After Japan and the United States, China also aims to collect samples from an asteroid. This ambitious mission, to be launched around 2024, will target a small near-Earth near-Earth device named Kamo’oalewa (OR 2016H03). The probe will then return to Earth to deliver its samples, before relying on the gravity of our planet to head towards the main asteroid belt. Its second target will be a comet, named 133P / Elst – Pizarro.

Russia joins the adventure

For this mission, the Chinese vessel, tentatively named ZhengHe after a famous Chinese naval explorer in the early 1400s, will carry a range of imaging, multispectral and spectrometric cameras as well as radar, magnetometer and payloads for detect a range of particles.

We have known for a few days that the Russia will offer several of these instruments built by the Space Research Institute of the Russian Academy of Sciences. The China National Space Administration (CNSA) launched a call for proposals two years ago for this major mission.

In addition to its sampling capsule, ZhengHe will also carry a nano-orbiter and a nano-lander for remote sensing and field exploration of Comet 133P. The spacecraft will use an explosive to expose the comet’s subsoil before attempting a landing. Once there, instruments will take care ofstudy the composition of the object’s subsoil, with a particular interest in water and birds.

Illustration of the orbit taken by the asteroid Kamo’oalewa. Credit: NASA / JPL-Caltech

Multiplying partnerships

China and Russia have a long history of cooperation in the field of space flights which dates back to the 1950s when the Soviet Union supported the early development of Chinese rockets.

More recently, in March, officials from the Chinese and Russian space agencies signed an agreement providing for the construction of a research station on the moon. This complex of facilities will be designed to conduct multidisciplinary and versatile research related to the exploration and operation of our satellite. The objective will be to establish in the long term at the level of the South Pole installations animated by robotic systems while being able to support a human presence if necessary.

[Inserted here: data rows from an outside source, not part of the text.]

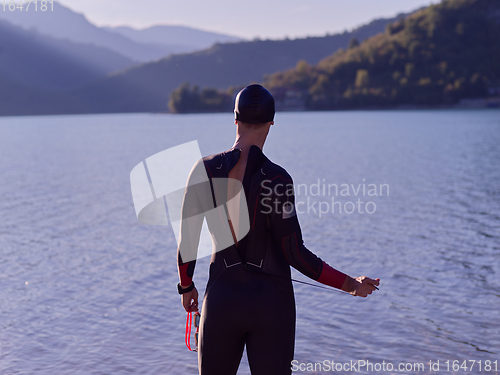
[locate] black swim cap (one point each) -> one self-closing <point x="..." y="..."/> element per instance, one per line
<point x="254" y="105"/>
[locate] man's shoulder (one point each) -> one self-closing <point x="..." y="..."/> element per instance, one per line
<point x="275" y="172"/>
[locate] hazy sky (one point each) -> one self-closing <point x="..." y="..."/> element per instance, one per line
<point x="248" y="19"/>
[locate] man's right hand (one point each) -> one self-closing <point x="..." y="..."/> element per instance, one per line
<point x="190" y="299"/>
<point x="360" y="286"/>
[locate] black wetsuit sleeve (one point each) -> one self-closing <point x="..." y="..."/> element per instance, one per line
<point x="286" y="231"/>
<point x="194" y="205"/>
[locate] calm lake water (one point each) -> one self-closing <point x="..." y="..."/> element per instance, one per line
<point x="87" y="289"/>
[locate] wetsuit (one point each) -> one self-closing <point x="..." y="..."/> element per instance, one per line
<point x="249" y="298"/>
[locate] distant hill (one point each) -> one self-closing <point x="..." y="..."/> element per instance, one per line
<point x="19" y="99"/>
<point x="436" y="56"/>
<point x="63" y="23"/>
<point x="147" y="87"/>
<point x="41" y="61"/>
<point x="178" y="38"/>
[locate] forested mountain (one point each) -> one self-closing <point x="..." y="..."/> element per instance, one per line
<point x="436" y="56"/>
<point x="147" y="87"/>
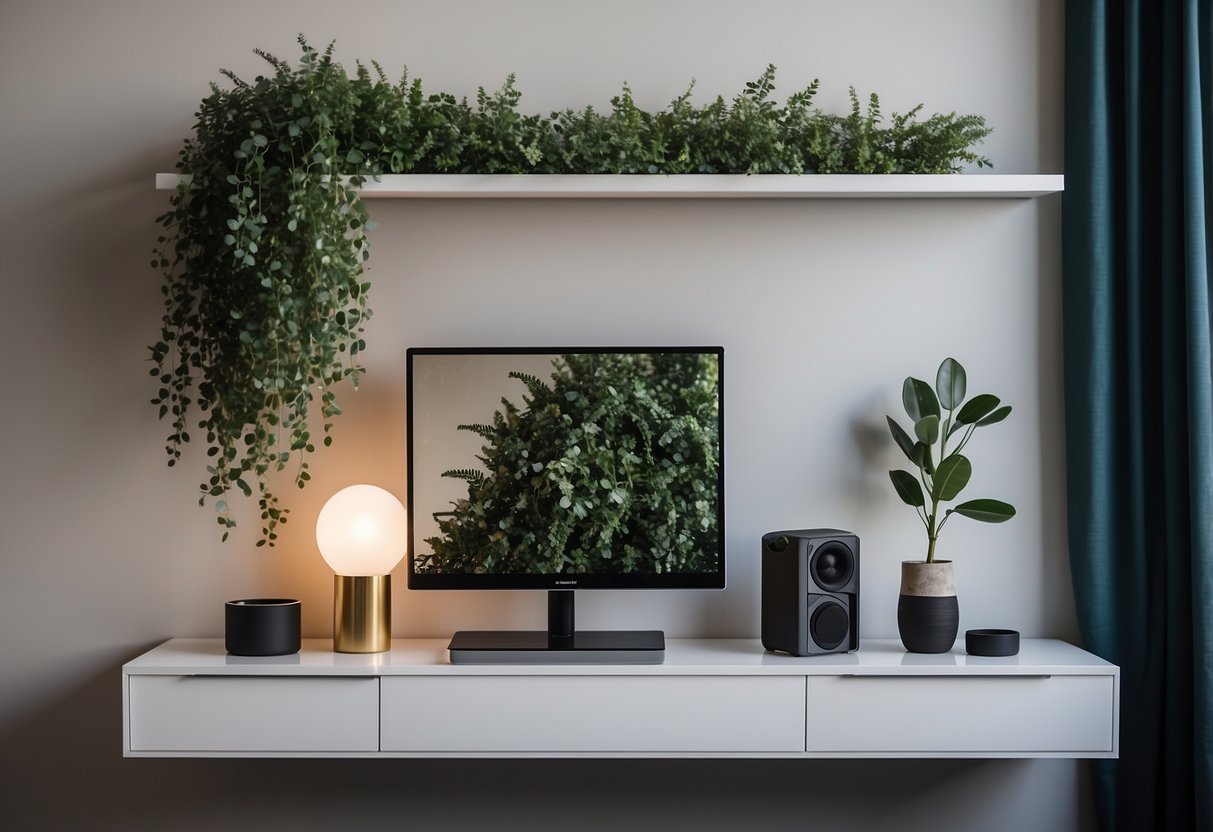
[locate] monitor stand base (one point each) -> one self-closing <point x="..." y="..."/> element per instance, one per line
<point x="608" y="647"/>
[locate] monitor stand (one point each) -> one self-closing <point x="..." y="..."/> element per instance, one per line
<point x="562" y="644"/>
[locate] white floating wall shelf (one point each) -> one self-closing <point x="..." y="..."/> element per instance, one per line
<point x="702" y="186"/>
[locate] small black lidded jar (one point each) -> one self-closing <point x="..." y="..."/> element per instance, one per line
<point x="262" y="626"/>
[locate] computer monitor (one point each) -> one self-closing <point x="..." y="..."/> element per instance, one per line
<point x="565" y="468"/>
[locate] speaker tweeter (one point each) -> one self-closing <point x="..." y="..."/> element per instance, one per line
<point x="810" y="591"/>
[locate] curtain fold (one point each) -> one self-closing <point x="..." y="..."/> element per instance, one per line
<point x="1139" y="389"/>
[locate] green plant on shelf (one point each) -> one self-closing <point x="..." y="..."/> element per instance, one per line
<point x="940" y="415"/>
<point x="262" y="250"/>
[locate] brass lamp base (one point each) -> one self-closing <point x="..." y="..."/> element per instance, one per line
<point x="362" y="613"/>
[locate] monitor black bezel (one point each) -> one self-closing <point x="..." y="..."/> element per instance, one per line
<point x="713" y="580"/>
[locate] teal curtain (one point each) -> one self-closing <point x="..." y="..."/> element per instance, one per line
<point x="1139" y="389"/>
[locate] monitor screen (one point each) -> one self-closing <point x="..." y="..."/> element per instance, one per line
<point x="562" y="468"/>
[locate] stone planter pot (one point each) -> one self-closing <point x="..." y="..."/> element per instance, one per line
<point x="928" y="614"/>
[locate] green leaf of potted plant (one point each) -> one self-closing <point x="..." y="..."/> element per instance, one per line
<point x="943" y="422"/>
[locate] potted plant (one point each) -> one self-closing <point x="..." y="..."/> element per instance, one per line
<point x="943" y="422"/>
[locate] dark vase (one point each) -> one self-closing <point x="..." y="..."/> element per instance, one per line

Finally, remember that the Chinese station “Tiangong” (Heavenly Palace) will soon succeed the ISS in orbit. On board, the taikonauts (Chinese astronauts) will conduct various science experiments and prepare for future long-term missions. We know that foreign astronauts will also be able to enter the station. Russia, which will not participate in the development of NASA’s future lunar orbiting station, could therefore send several of these cosmonauts on board.